1. How Your Earn Interest

With an installment loan, lenders apply interest and other finance charges to the entire amount you borrow from the start. They bundle these fees into each installment of your repayment.

When you’re approved for an LoC, you’ll receive a credit limit. This represents the total amount you can borrow at one time. A financial institution like MoneyKey gives you the freedom to use all of this line of credit limit at once or in smaller amounts as you require funds, as long as you have available credit and your account is in good standing.

How much you end up using is critical because you only accrue interest and finance charges on what you withdraw against your limit — not the total available limit.

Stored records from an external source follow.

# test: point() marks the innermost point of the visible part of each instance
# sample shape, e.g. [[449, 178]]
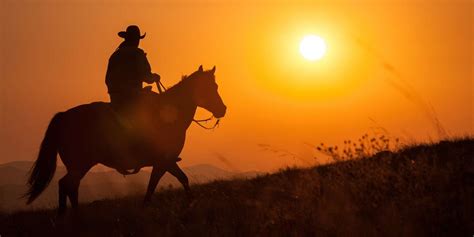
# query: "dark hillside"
[[424, 190]]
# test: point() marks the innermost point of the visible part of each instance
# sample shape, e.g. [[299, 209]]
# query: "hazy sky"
[[54, 56]]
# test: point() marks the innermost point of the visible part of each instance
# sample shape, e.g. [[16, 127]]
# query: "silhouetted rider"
[[128, 67]]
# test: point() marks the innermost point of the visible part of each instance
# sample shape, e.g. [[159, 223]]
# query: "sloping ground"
[[425, 190]]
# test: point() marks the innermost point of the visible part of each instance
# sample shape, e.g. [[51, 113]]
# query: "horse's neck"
[[180, 99]]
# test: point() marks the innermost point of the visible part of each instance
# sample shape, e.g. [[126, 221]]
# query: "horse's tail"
[[45, 166]]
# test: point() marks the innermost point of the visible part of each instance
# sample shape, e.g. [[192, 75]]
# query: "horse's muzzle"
[[220, 112]]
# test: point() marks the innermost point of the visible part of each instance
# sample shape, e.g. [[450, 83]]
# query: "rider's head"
[[131, 36]]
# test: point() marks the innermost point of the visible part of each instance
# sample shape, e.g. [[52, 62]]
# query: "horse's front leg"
[[181, 176], [155, 177]]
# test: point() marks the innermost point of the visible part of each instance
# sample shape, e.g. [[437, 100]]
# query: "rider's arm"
[[145, 69]]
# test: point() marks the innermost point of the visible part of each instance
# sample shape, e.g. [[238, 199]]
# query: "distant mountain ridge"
[[97, 184]]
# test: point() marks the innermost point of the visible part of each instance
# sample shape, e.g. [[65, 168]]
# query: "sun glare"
[[313, 47]]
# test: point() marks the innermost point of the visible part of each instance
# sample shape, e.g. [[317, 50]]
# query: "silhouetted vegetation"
[[423, 190]]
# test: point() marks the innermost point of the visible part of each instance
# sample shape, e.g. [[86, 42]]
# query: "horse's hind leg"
[[181, 176], [155, 177], [69, 187]]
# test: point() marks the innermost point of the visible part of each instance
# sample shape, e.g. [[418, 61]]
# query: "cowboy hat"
[[132, 32]]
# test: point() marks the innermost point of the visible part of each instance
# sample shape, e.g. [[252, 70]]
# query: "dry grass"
[[424, 190]]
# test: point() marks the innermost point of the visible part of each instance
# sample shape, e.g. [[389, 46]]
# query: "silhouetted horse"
[[90, 134]]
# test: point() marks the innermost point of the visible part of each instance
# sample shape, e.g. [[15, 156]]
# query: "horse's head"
[[205, 93]]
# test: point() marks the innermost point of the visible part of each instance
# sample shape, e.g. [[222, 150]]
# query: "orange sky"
[[54, 55]]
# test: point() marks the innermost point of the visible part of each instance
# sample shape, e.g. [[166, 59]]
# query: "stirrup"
[[126, 172]]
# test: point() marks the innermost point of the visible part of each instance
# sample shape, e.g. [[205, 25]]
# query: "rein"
[[162, 88]]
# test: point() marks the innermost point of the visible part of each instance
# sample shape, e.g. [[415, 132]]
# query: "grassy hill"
[[424, 190]]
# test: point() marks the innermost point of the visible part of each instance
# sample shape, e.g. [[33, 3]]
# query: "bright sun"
[[313, 47]]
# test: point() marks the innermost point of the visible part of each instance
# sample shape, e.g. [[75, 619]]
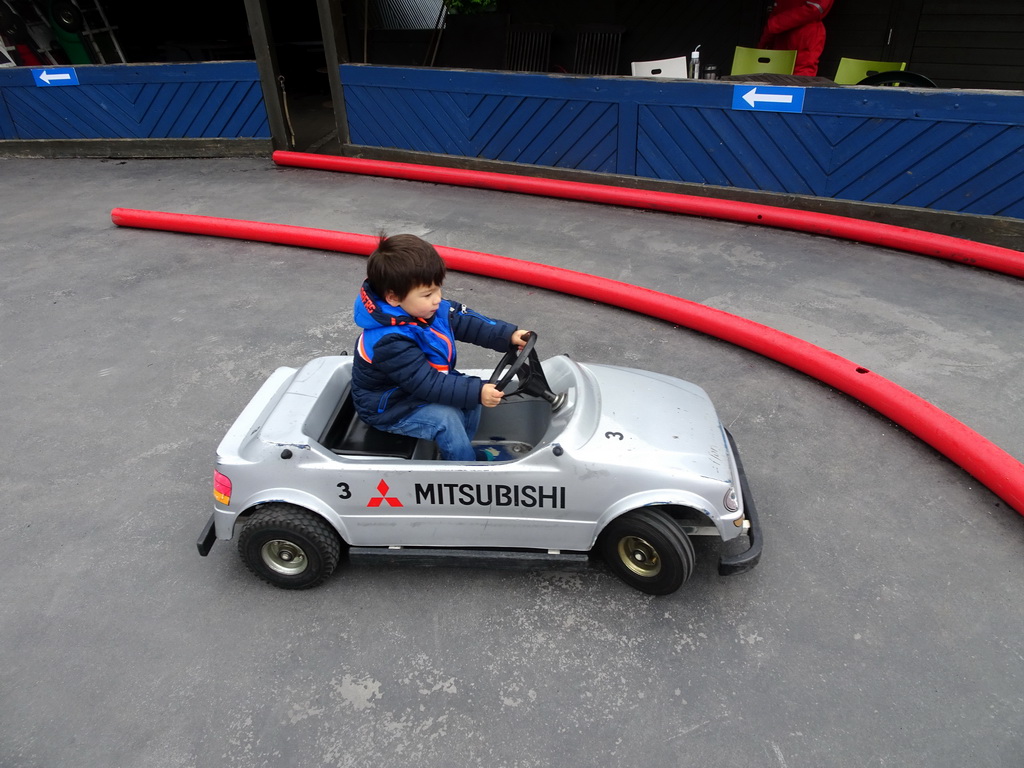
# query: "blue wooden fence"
[[951, 151], [219, 99]]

2. How You Repay What You Owe

Borrowing money has the same basic principle no matter what you use. Eventually, you have to pay your lender back.

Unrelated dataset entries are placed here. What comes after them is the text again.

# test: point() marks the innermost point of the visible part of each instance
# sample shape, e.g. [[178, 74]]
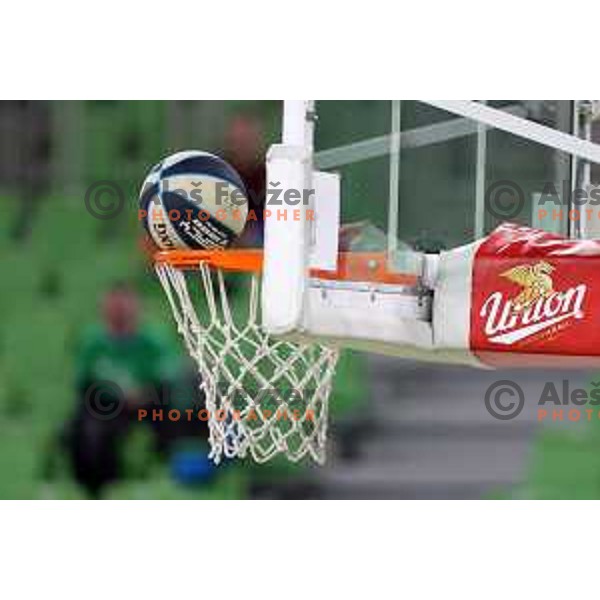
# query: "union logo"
[[537, 307]]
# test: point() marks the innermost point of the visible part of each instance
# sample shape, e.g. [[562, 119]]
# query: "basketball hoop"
[[264, 396]]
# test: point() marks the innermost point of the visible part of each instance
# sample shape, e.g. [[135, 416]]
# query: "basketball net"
[[264, 396]]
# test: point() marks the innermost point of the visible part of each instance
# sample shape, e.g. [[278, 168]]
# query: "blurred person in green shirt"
[[120, 368]]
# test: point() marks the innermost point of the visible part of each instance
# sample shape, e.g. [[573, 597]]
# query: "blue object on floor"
[[190, 467]]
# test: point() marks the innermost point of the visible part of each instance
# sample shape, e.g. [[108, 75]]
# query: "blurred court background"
[[400, 429]]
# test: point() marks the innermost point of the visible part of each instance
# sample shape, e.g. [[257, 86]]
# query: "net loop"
[[264, 396]]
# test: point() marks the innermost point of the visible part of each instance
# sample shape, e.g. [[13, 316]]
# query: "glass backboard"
[[435, 180]]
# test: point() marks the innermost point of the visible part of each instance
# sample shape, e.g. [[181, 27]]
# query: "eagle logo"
[[535, 280]]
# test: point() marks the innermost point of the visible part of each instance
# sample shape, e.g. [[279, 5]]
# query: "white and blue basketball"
[[193, 200]]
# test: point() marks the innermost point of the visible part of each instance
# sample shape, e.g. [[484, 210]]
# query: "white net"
[[264, 396]]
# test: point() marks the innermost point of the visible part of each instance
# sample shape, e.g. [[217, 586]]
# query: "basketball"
[[193, 200]]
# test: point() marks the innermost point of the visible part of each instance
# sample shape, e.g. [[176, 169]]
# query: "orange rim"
[[352, 266], [229, 260]]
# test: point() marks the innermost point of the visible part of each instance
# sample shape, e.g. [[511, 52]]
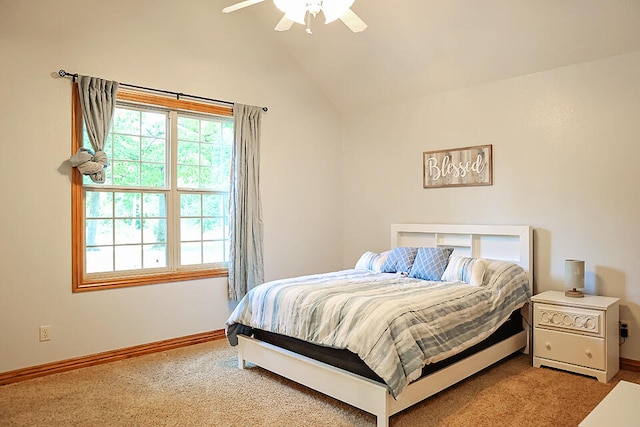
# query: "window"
[[161, 214]]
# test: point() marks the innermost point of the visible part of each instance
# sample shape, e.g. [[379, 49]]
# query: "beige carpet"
[[201, 385]]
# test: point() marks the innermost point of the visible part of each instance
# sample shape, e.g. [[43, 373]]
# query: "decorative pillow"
[[430, 263], [466, 270], [372, 261], [400, 260]]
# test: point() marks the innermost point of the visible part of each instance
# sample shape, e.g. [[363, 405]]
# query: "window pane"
[[190, 205], [154, 256], [126, 173], [154, 231], [188, 153], [211, 131], [154, 205], [99, 259], [188, 129], [128, 257], [206, 154], [154, 124], [213, 229], [206, 178], [152, 175], [188, 176], [127, 231], [126, 147], [190, 229], [153, 150], [190, 253], [99, 232], [126, 121], [127, 205], [99, 204]]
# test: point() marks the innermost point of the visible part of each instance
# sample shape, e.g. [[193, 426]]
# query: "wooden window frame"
[[80, 283]]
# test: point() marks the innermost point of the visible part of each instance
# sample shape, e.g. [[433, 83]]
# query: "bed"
[[358, 367]]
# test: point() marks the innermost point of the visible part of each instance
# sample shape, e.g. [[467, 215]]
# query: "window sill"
[[125, 282]]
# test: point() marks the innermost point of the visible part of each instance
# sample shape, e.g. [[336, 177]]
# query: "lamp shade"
[[574, 273]]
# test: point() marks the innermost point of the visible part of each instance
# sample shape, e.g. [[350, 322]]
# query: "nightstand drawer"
[[579, 350], [570, 319]]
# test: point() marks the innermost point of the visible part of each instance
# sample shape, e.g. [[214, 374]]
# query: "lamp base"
[[574, 293]]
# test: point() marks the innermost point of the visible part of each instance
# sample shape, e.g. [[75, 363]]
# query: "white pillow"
[[372, 261], [465, 270]]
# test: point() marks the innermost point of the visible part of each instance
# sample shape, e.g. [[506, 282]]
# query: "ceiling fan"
[[301, 11]]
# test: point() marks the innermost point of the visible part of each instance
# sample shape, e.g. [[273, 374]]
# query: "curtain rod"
[[63, 73]]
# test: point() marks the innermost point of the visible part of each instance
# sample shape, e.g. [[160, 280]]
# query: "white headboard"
[[502, 242]]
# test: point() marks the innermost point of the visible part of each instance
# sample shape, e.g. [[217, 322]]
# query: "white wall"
[[566, 151], [188, 47]]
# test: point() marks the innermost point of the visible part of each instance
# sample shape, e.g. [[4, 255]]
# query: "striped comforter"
[[395, 324]]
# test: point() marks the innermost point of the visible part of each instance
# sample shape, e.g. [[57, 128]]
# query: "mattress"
[[395, 324], [351, 362]]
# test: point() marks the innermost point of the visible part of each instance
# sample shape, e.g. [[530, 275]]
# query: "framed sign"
[[458, 167]]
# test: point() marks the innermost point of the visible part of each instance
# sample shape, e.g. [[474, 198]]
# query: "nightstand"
[[576, 334]]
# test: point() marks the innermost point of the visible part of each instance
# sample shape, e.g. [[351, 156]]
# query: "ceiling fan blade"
[[284, 24], [240, 5], [353, 21]]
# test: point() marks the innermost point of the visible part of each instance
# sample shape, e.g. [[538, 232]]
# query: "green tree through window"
[[162, 212]]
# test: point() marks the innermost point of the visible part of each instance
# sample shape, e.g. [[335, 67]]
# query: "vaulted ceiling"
[[416, 47]]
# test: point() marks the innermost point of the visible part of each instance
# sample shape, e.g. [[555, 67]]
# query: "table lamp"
[[574, 277]]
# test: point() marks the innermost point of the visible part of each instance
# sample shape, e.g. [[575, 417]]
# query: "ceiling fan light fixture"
[[334, 9], [295, 10]]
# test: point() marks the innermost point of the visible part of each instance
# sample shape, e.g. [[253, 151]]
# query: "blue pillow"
[[399, 260], [430, 263]]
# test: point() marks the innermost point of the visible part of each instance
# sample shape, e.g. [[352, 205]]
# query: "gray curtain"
[[98, 101], [246, 267]]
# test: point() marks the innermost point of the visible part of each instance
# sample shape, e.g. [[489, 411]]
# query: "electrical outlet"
[[624, 324], [45, 333]]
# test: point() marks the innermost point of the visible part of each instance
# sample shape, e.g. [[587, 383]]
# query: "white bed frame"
[[511, 243]]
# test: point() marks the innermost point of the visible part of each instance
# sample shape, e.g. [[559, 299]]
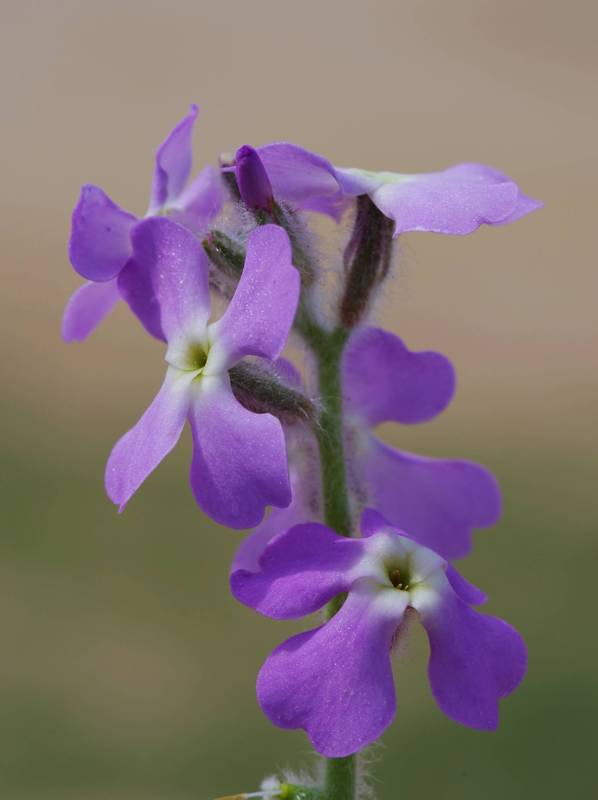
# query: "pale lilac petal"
[[173, 163], [336, 682], [239, 458], [383, 380], [299, 571], [278, 520], [456, 201], [166, 281], [140, 450], [438, 502], [474, 661], [87, 307], [201, 202], [297, 175], [261, 312], [464, 589], [100, 242]]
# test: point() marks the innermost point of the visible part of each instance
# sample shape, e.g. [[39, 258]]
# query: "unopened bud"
[[261, 391], [367, 258], [253, 182]]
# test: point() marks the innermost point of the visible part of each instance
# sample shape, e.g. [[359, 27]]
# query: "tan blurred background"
[[126, 669]]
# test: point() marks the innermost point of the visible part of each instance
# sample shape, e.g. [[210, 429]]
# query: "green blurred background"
[[127, 671]]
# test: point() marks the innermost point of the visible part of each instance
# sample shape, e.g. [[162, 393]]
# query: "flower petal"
[[173, 163], [383, 380], [140, 450], [300, 570], [438, 502], [239, 458], [261, 312], [297, 175], [166, 281], [474, 661], [336, 681], [87, 307], [455, 201], [100, 241], [200, 202]]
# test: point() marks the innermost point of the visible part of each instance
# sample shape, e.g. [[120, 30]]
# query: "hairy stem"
[[340, 775]]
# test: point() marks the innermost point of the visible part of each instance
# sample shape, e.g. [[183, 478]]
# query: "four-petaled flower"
[[239, 459], [438, 501], [100, 243], [336, 681], [456, 200]]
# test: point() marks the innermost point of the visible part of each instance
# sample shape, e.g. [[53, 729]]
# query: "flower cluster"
[[238, 239]]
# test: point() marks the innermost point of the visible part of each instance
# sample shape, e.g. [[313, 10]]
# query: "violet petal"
[[239, 458], [336, 681], [173, 163], [300, 570], [87, 307], [261, 312], [100, 243], [142, 448], [437, 501], [384, 380], [474, 661]]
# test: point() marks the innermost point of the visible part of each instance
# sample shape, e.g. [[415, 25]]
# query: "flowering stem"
[[328, 348], [340, 774]]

When it comes to an LoC, you’ll receive a bill that includes a minimum payment. It’s a small portion of the overall balance covering finance charges, interest, and a payment toward your principal (the amount owed).

Making the minimum keeps your account in good standing, which means your lender won’t share delinquencies with a major credit reporting agency.

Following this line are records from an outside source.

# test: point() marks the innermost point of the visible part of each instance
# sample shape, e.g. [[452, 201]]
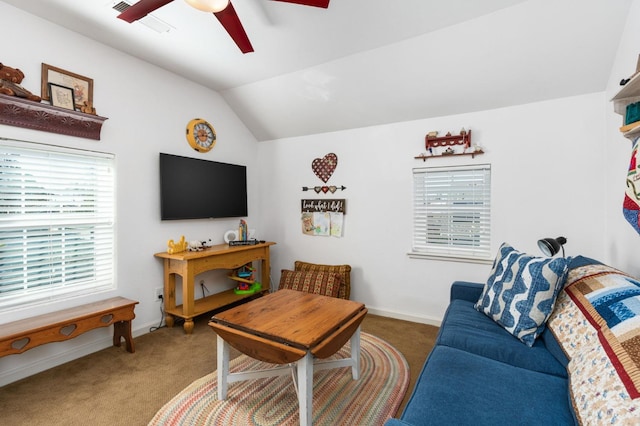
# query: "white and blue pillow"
[[521, 292]]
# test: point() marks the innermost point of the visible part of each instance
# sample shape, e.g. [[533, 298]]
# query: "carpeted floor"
[[113, 387], [337, 399]]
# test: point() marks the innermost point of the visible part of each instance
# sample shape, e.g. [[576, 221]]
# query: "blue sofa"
[[479, 374]]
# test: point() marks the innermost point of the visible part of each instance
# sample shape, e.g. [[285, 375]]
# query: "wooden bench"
[[19, 336]]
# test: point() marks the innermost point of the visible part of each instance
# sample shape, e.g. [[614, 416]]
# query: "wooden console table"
[[188, 264]]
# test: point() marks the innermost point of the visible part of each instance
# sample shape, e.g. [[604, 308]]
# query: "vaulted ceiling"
[[367, 62]]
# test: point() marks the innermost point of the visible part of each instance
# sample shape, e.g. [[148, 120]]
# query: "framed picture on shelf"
[[81, 86], [61, 96]]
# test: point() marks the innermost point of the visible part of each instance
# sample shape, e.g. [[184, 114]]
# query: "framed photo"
[[61, 96], [82, 86]]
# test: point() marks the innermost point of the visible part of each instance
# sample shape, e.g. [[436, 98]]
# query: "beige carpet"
[[337, 398], [113, 387]]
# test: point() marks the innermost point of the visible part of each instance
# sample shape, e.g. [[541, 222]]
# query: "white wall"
[[147, 110], [558, 169], [547, 164]]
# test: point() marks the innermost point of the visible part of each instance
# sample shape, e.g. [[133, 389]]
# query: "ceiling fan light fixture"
[[212, 6]]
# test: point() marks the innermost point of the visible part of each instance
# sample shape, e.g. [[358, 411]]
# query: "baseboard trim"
[[412, 318], [78, 351], [74, 352]]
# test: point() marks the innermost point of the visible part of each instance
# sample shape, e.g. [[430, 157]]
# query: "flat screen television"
[[191, 188]]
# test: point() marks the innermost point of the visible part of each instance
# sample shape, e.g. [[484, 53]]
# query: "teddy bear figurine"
[[10, 79]]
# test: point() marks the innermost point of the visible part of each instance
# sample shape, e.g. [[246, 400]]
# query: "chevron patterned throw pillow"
[[521, 292]]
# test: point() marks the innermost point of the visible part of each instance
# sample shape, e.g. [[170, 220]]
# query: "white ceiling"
[[367, 62]]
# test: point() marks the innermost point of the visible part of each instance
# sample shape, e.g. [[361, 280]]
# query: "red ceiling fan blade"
[[316, 3], [141, 9], [230, 21]]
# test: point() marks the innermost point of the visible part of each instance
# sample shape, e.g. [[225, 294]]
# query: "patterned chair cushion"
[[343, 270], [317, 282], [521, 292]]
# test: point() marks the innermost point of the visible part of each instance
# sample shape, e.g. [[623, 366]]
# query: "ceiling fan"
[[222, 9]]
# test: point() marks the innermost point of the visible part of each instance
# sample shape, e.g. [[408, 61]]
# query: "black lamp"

It also means you’ll carry over a balance into the next statement. Any leftover money you don’t pay will be subject to additional interest and finance charges on the next billing statement.

An installment loan has no such flexibility. If you don’t pay the full amount for each scheduled payment, you could rack up painful late fines and other costly consequences.

3. How You Access Your Funds

An installment loan is a one-time solution to a singular emergency, whereas you can use a line of credit more than once to help with future expenses.

Why? It has to do with their terms.

An installment loan has closed terms

An installment loan is a closed-ended product. This means you’ll receive a repayment schedule with a definite end date. Once you pay back everything you owe, your lender shuts down your account. If you need help down the line, you’ll have to reapply for a new installment loan.

A line of credit has open terms

In contrast, an LoC is an open-ended product. While you’ll have to pay off what you use by your lender’s schedule, the account remains open even after you bring your balance to zero.

In other words, you can borrow repeatedly as long as you keep your account in good standing. You can withdraw funds up to your limit any time it’s available without having to reapply.

What Should You Borrow?

To bring it all back to the question: which one should you use? Only you can answer that one. But now you know how each product works, you’re in a better position to solve your emergency responsibly.